Interview: Jahna Sebastian – Music for the World

With hopes of unifying the world through her music, Jahna Sebastian transforms her best and worst experiences including confront neo-nazi racism and being illegally detained while pregnant, into songs that bring us closer together when society seems to pull us apart.

Let’s start at the beginning. Tell us about how you were first introduced to music and how your career began.
I have been doing music all of my life. It has always been a part of my life’s journey. I started singing as a child at pretty much the same time I started talking. I graduated from the Russian Academy of Music by the time I was twenty. Before that, I played in an orchestra from the age of seven and that’s how I learned to read music. It also gave me a producer’s view in how to analyze it and put different elements of musical sounds together.
As a teenager, I started making beats for myself and others. Eventually, I came to London and started my studio. It has been an ongoing journey of pretty much my whole life. I don’t come from a musical family. This has been me choosing my path and going forward

Not only are you an accomplished singer, songwriter, actor, and musician, you also are a business owner. You also have your own recording studio, Multivison.
There have been quite a few reasons for that. One thing is that I wanted to say what I wanted to say, musically in terms of culture, my own way. Starting my own recording studio. let me to be independent in that sense. It also allows me to work with other people and help them put out their music and ideas out there without having to wait for someone else.

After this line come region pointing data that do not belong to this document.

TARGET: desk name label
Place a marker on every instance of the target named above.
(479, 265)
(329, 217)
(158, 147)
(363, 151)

How would you describe your personal artistry?
I incorporate different genres and different elements. With my music, I produce, write, engineer and record all by myself. I recently released my album, The Alchemist. This basically summarizes who I am as an artist because The Alchemist is the foundation of stories to come. Each and every album that comes out afterward is like a chapter in a book. They are all connected. My purpose is to do more than music. I strive to give hope through messages to the world. People are living in a very divided world right now and are in need of a more unifying element. This can be done through music. People from all kinds of backgrounds and different places can come together. That’s how I see it. With my music, I am trying to bring the world together. I want to inspire people and show them a way that we can all be uplifted. There’s so much going on in the world, I want my music to be the light.
I have a very distinct vision of how we can approach the situation especially right now because I feel that we are living at a crossroad. We have to ask humanity to choose the correct way where everyone can ultimately come to an understanding. I have a vision for that and I’m unfolding that step-by-step, bit-by-bit, through my music. It’s a unifying vision for everyone that is available for anyone throughout the entire world willing to listen.

That’s a beautiful goal to set for yourself. You work with so many artists from different places with different styles, what are some of the things that you look for within them?
The most important qualities that I look for is them being unique in some significant way and having something of value to say. Stop trying to jump on bandwagons and doing music just because it sounds nice, fancy, or glamorous. In fact, it is really the other way around. They have to be prepared to work hard. I’m very tough in the studio. I may tell them to repeat the same stuff twenty times (Laughing) until they get it right. I am a perfectionist in that sense, but I’m even harder on myself.
I am looking for genuine talent and passion, but I also love when people have long-term goals so they are not just trying to record one song and then give up, expecting fame to come very quickly to them. I’m looking for people who want to pursue music seriously and want to say something interesting, but at the same time be unique. I take who they really are and try to bring out the best in them. The more different they are to everything around us, that’s even better because we can grow something that starts trends as opposed to following them.

You have overcome a great deal of adversity including being wrongly imprisoned while you were pregnant, how have those experiences shaped your music?
Life has shaped my music tremendously and the other way around. As they say, life imitates art and art imitates life. In my life, everything is connected. My music, of course, speaks a lot about the things that I have experienced in my life, the struggles as well as the victories. That is exactly how it is connected because through hearing the misfortunes that I have overcome along with my triumphs through my lyrics, it can inspire people going through similar hardships that they too can look forward to better days. Everything comes straight from my heart.
I have written about regaining my freedom and its importance in several songs to share what I’ve been through with people who may be going through it now. I also write about how even in desperate times, you can have one pivotal moment that can change everything.